Sua cabeça era envolta por uma coroa óssea cheia de pequenos espinhos ósseos. A
criatura estava parada, diante deles, observando-os, apontando-lhes três
enormes chifres que saiam de sua cabeça, como se os ameaçasse ou se se
protegesse de um novo ataque.
_ Não ataquem – Nailo tomou a dianteira, encarando o dinossauro
tentando não mostrar hostilidade. Tirou as espadas de suas bainhas e as
depositou no chão em sinal de paz. Olhou para o animal, um enorme tricerátops e
usou o dom de Allihanna para falar com ele. – Somos amigos! Não queremos fazer mal. O que você quer com a gente?
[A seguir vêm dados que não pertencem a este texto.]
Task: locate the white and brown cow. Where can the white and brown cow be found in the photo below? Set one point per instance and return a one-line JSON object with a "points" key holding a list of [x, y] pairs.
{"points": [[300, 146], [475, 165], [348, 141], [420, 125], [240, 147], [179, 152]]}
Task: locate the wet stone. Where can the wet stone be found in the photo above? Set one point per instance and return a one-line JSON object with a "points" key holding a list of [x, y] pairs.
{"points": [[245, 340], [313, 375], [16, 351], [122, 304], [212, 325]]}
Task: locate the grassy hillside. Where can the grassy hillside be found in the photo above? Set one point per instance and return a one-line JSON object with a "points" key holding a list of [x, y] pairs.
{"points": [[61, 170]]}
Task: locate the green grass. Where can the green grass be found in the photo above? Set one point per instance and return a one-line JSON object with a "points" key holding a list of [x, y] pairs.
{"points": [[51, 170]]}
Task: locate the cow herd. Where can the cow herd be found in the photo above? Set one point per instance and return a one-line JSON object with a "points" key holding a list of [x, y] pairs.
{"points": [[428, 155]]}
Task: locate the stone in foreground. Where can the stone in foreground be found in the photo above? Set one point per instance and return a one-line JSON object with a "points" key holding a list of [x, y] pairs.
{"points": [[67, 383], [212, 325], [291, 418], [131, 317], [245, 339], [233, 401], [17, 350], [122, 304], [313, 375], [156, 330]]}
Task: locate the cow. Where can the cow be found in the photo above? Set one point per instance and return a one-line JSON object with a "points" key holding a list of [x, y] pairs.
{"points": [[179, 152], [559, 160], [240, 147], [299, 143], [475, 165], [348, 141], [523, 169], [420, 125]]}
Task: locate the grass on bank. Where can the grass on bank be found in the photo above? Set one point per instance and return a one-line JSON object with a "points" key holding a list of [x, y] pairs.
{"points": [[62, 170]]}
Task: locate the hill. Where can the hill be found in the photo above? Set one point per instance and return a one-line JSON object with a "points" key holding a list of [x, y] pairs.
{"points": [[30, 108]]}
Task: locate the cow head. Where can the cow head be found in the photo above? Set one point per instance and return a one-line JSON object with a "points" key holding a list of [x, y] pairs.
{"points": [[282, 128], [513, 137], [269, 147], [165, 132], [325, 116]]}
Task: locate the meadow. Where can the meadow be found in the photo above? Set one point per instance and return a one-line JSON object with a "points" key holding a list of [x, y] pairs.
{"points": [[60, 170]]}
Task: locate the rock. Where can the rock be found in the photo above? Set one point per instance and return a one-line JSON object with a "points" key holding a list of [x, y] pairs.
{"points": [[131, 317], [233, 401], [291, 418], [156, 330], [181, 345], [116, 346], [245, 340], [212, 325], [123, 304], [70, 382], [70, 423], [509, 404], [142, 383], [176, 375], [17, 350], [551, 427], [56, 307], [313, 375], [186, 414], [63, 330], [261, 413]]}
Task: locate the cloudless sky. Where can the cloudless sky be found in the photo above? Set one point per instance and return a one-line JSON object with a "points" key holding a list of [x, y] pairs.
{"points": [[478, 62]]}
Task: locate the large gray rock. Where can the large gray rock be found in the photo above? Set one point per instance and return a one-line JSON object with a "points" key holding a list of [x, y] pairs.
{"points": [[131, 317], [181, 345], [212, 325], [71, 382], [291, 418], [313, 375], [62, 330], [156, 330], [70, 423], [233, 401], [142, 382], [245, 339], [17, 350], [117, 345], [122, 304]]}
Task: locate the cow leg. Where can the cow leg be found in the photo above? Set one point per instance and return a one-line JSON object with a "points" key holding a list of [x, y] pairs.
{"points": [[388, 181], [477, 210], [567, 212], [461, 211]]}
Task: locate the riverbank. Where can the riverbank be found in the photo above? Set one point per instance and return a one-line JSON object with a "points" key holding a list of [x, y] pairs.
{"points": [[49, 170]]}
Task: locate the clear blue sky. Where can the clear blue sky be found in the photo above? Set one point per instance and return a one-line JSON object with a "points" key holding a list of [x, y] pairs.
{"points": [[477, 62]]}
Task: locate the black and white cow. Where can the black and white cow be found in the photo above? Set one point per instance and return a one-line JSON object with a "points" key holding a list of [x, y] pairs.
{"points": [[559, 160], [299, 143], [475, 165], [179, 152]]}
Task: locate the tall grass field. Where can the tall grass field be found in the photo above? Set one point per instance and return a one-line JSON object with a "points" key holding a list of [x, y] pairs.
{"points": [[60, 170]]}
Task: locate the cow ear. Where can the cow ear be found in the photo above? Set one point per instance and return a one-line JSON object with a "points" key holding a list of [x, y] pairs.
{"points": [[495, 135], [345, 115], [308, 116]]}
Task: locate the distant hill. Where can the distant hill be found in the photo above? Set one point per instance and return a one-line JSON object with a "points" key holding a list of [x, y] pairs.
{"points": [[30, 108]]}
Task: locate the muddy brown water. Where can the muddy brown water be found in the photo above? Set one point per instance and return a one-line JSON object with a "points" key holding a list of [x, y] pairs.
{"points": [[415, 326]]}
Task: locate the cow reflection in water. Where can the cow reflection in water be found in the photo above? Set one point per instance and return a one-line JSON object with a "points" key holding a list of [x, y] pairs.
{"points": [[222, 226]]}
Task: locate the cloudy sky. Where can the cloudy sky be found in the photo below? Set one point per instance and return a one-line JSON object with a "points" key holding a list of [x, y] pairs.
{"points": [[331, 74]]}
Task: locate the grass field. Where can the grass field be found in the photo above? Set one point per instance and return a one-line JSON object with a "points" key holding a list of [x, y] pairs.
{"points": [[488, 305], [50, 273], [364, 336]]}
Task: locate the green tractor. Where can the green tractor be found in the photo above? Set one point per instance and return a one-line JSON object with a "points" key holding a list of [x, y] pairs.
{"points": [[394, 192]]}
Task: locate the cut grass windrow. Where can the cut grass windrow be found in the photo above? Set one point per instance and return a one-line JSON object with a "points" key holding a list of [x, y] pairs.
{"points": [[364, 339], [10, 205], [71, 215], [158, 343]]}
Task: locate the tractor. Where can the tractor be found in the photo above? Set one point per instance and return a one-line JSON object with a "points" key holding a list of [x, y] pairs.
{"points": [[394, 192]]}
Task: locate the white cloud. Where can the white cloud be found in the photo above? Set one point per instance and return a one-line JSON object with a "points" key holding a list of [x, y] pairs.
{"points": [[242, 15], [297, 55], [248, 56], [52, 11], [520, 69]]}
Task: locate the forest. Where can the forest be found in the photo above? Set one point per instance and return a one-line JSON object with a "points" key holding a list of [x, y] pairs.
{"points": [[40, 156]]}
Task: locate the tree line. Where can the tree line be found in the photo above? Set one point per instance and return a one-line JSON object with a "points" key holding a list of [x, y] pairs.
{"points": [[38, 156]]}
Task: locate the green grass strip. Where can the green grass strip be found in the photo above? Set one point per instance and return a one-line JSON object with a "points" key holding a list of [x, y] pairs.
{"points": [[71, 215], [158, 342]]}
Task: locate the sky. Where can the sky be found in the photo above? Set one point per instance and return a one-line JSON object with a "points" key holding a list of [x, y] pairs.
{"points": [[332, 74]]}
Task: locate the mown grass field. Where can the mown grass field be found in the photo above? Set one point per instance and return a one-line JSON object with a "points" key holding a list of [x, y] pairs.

Só
queremos passar. - A fera continuava a observar, sem nada responder, embora
Nailo tivesse certeza de que fora entendido.
Então outro vulto
surgiu do meio das árvores, ainda mais veloz que o dinossauro, e saltou sobre
as costas dele. Era um grande lobo, negro como a noite, de olhos prateados como
se fosse feitos de prata líquida. O animal farejou o ar, como se cheirasse o
grupo. Tinha os pelos eriçados, as orelhas esticadas para trás, estava
totalmente tenso. Começou a rosnar e a encarar cada um deles lentamente, como
se os medisse de cima abaixo. Depois ergueu a cabeça para o alto e deu um longo
e profundo uivo. O som do animal podia ser ouvido a quilômetros, pensavam os
heróis. Não era um som comum de um animal caçando ou chamando seus
companheiros, ou mesmo prestando homenagem à lua. Era algo triste, um lamento
em forma de uivo, como se o lobo, sensibilizado pelo estado lastimável dos
aventureiros, chorasse por sua desgraça. O animal se virou e saltou do dorso do
dinossauro e pousou suavemente no chão da mata. Depois olhou para trás, como se
chamasse os heróis e correu para dentro da floresta. O tricerátops o acompanhou
em seguida.
_ Acho que eles querem que nós os sigamos – sussurrou Nailo,
exausto.
_ Você acha que é seguro? – perguntou Anix.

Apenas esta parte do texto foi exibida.